Isa LISE : "Bonjour Karine,

Merci d'avoir accepté de répondre à mes questions."

En italique, questions d'Isa LISE bien sûr et en dessous, réponses de Karine, rédactrice en chef

1/ Les Plumes existent depuis quelques années déjà, pourrais-tu nous dire comment est né ce magazine?

Le magazine est né en juin 2006, sous l'impulsion de Kristin Leroy. Au départ, c'était un bulletin associatif rédigé par les adhérents de l'association LAIA, d'où son nom initial « Les Plumes de LAIA » choisi par les premiers adhérents de l'association. Mais très vite, dès 2007, il est devenu un véritable magazine : déclaré et archivé à la Bibliothèque nationale de France, il est désormais accessible à tous, ce qui nous a incitées à modifier son nom il y a quelques années en « Les Plumes ». Dès la création du magazine, nous avons souhaité qu'il représente la diversité des familles non scolarisantes, toutes approches éducatives confondues.

2/ A qui est destiné ce magazine?

Le magazine est destiné à plusieurs publics. Il s'adresse en priorité aux familles non scolarisantes. Nous souhaitons qu'elles puissent y trouver l'inspiration éducative et des pistes pour faciliter l'organisation, ainsi qu'y puiser la réassurance nécessaire lors des moments de doutes. Nous pensons que les familles scolarisantes et les enseignants peuvent également y trouver de quoi enrichir leurs activités familiales et scolaires. En outre, le magazine a pour objet de faire connaître l'instruction en famille à un public plus large, notamment les étudiants et les chercheurs, car il permet d'appréhender la diversité des pratiques éducatives, de suivre l'actualité (politique, littéraire, etc.) de ce mode d'instruction et d'avoir accès à des références d'études.

3/ En quelques mots, pourrais-tu nous en présenter le contenu?

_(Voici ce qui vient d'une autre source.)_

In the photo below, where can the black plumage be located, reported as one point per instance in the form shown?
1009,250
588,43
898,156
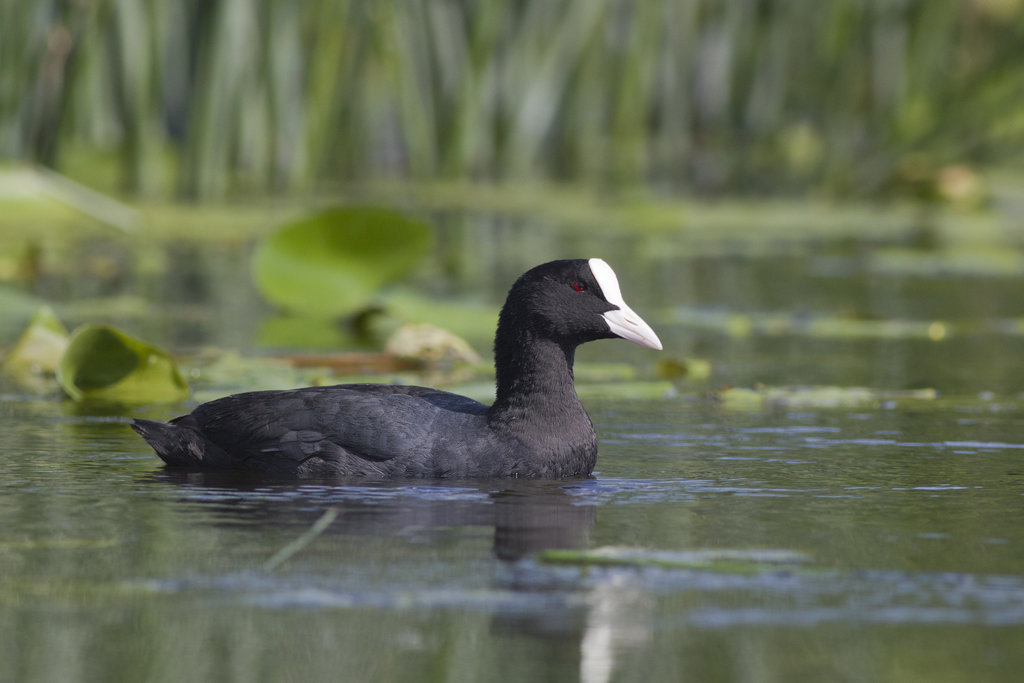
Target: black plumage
537,426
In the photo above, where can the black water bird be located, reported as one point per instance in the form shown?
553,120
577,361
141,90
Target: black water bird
537,426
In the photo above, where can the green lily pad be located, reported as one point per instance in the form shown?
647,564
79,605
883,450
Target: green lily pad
40,347
333,263
102,363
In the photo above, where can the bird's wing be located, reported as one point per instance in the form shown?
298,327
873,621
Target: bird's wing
372,422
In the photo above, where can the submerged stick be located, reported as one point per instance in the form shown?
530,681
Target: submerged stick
291,549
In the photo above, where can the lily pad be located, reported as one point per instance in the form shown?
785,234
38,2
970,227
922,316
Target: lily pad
765,397
102,363
40,347
333,263
722,561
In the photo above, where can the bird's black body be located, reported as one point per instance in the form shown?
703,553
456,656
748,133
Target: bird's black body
537,426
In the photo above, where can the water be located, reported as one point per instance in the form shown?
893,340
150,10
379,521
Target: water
879,542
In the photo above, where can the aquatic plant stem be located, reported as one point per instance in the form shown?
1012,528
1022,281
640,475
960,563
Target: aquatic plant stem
308,537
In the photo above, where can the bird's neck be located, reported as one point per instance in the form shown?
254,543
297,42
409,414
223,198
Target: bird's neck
535,378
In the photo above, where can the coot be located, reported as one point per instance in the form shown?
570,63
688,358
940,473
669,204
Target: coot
537,426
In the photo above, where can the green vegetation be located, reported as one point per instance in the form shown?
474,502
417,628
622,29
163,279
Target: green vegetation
334,262
204,99
104,364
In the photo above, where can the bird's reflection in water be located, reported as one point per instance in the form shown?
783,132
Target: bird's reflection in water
567,622
526,516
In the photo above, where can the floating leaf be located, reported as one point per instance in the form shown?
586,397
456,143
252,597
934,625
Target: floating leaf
39,348
722,561
102,363
431,344
334,263
762,397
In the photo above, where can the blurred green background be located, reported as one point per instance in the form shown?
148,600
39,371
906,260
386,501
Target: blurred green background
206,99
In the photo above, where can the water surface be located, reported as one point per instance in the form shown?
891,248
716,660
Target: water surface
878,542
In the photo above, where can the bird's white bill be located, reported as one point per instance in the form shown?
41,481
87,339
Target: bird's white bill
624,322
629,326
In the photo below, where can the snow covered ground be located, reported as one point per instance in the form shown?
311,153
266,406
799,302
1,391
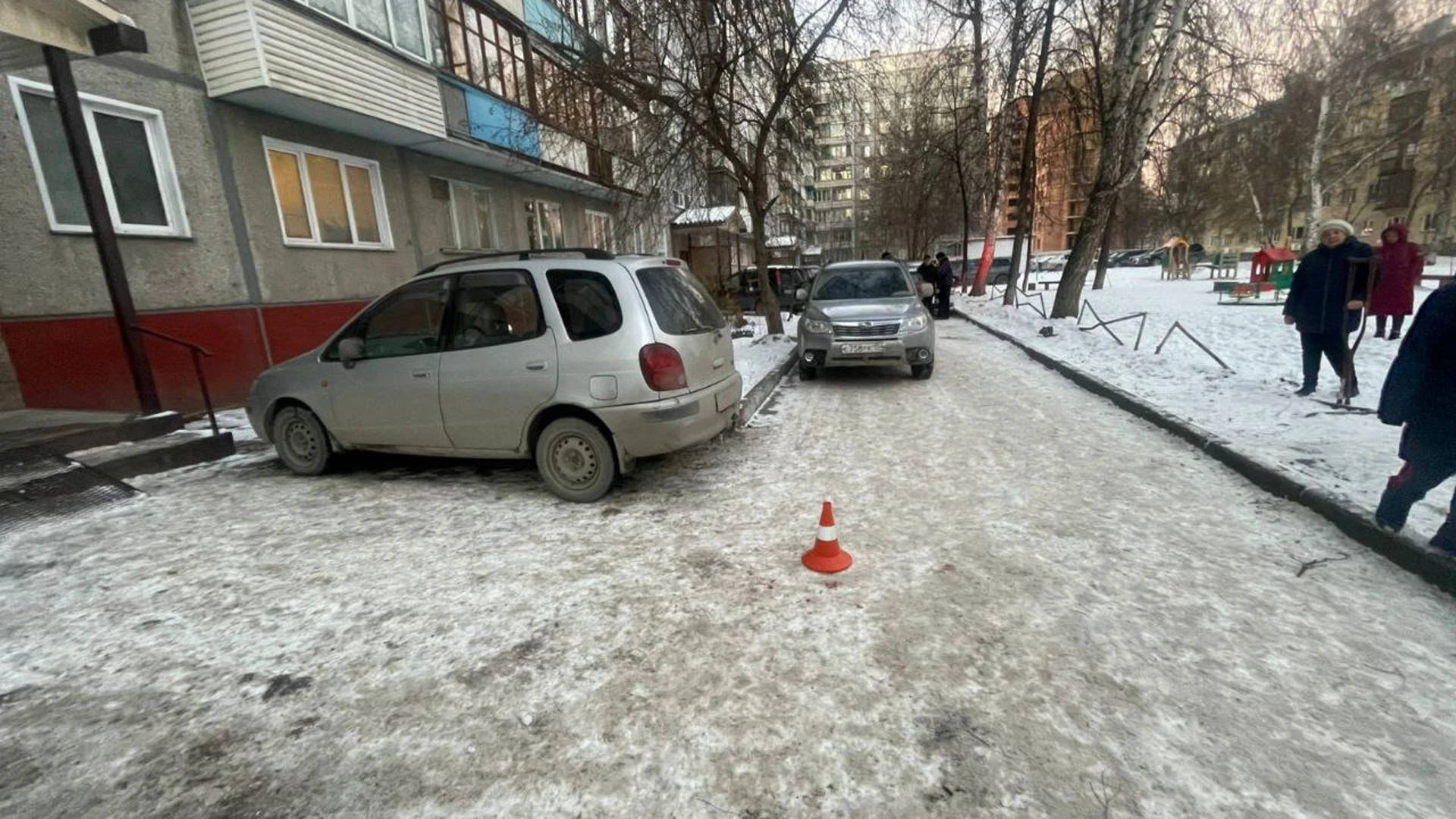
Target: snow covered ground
1254,406
1062,614
764,353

Le magazine se décline en une dizaine de rubriques. Chaque numéro propose un dossier d'au moins 10 pages de témoignages et informations pratiques sur une thématique pédagogique, éducative ou familiale. Il y a aussi la rubrique Gros plan qui présente une initiative ou bien une interview, la rubrique Actus & Infos qui fait le point sur l'actualité de l'instruction à domicile (évolution politique et juridique, publications, informations pratiques, études et recherche) et la rubrique Sur nos étagères qui présente un jeu et un ouvrage appréciés par les familles. Parmi les rubriques ponctuelles, la rubrique Séance de travail présente concrètement l'organisation d'un apprentissage, la rubrique Trucs & Astuces propose des idées d'organisation ou un pas-à-pas pour fabriquer du matériel pédagogique et la rubrique Témoignage raconte le vécu d'une famille sur un aspect particulier de l'instruction à domicile. La rubrique Pistes de réflexion est moins fréquente : elle présente un cheminement, une démarche personnelle. Enfin, la rubrique Jeunes Plumes permet aux jeunes non scolarisés de s'exprimer sur une thématique, de partager leurs passions.

4/ Qui compose le comité de rédaction? Qui écrit pour Les Plumes ?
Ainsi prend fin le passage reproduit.